Si Guillaume le Conquérant est bien présent dans l’Histoire de France, il n’en est pas de même pour un autre normand, Roger de Hauteville. Ce duc de Sicile, des Pouilles, de Calabre, de Naples et de Bénevent est, en application d’une bulle pontificale, couronné roi à Palerme en septembre 1130 sous le nom de Roger II. Pour le situer dans le temps, son grand-père Tancrède (990-1140) était un petit seigneur de Coutances et son petit-fils est Frédéric de Hohenstaufen empereur germanique et roi de Sicile (1194-1250).
Son histoire est le fruit des belles aventures menées par de jeunes chevaliers normands cherchant fortune et gloire à leur retour de pèlerinage à Jérusalem dès 1009. L’Italie était en grande difficulté de gouvernance, à la fois terre byzantine et présence musulmane au sud de Rome, sous la pression des cités lombardes au nord et la papauté était souvent peu écoutée. Une émigration normande répond à une demande, soit de vaillants guerriers mercenaires au service de ducs qui se querellent ( Bari, Apulie en 1016). Ce sont deux fratries qui viennent alors vers Amalfi et de succès en succès se voient attribuer des villes, des titres de comtes et des terres.
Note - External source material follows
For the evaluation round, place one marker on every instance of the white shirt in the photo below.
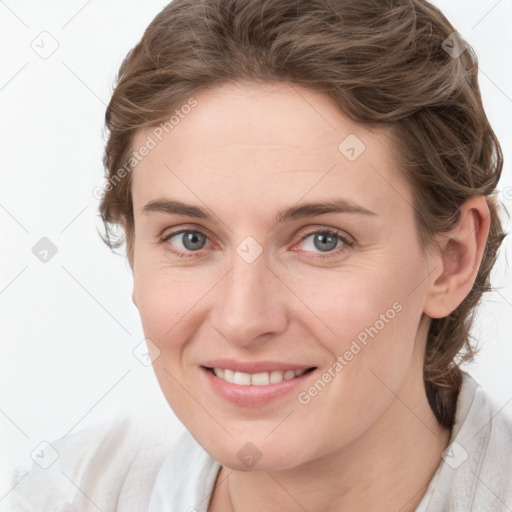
(118, 468)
Les Hauteville seront cinq frères à venir, trois en 1035 , puis un, et un autre encore en 1057, tous venus s’engager. Ils vont guerroyer, se faire connaître et reconnaître, obtenir des titres et les terres conquises seront apaisées et rendues à la religion de Rome avec l’éviction de Byzance l’orthodoxe et de l’islam en Sicile.
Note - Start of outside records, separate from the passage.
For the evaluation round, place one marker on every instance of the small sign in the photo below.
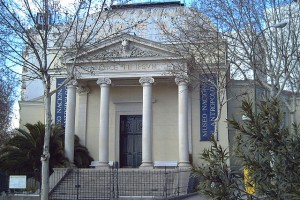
(17, 182)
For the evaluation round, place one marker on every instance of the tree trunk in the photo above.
(46, 154)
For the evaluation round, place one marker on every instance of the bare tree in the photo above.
(197, 39)
(263, 43)
(43, 35)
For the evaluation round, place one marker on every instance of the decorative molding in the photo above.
(146, 79)
(182, 79)
(123, 50)
(101, 81)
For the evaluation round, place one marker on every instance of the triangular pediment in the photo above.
(126, 47)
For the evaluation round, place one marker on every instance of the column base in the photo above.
(147, 165)
(101, 165)
(184, 165)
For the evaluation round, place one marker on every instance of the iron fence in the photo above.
(88, 184)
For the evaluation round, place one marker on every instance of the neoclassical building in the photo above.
(131, 101)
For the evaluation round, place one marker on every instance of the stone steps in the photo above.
(108, 184)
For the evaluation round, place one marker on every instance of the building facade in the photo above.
(131, 100)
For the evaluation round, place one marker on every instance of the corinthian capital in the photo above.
(101, 81)
(72, 83)
(182, 79)
(146, 79)
(81, 89)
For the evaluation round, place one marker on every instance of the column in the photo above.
(81, 122)
(104, 121)
(147, 161)
(70, 120)
(182, 82)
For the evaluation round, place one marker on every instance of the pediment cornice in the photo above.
(126, 47)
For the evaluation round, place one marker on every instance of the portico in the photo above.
(134, 65)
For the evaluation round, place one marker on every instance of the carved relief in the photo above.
(101, 81)
(146, 79)
(123, 50)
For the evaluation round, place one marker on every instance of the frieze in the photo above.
(125, 50)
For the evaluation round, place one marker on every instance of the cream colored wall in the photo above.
(127, 100)
(92, 138)
(297, 118)
(31, 112)
(165, 122)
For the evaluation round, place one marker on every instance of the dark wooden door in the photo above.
(130, 140)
Par le jeu des successions, Roger, né à Melito en 1095 est reconnu souverain de toutes les terres normandes qu’il va unifier depuis la Sicile. Si l’on peut parler d’un état fruit de conquêtes, il faut admirer comment ce nouveau modèle politique, où tous les éléments féodaux et les cultures différentes sont préservés, est une exception qui a suscité une grande admiration et reçu le nom de ‘état œuvre d’art’. A la politique de prestige sur le plan international, de consensus avec la Papauté en difficulté de schisme, Roger a su être un souverain éclairé dont la cour savait faire une place aux sciences, à la poésie et à l’art sous toutes ses formes.
Tout voyage en Sicile ne peut que refléter ce moment d’histoire construit par des aventuriers normands.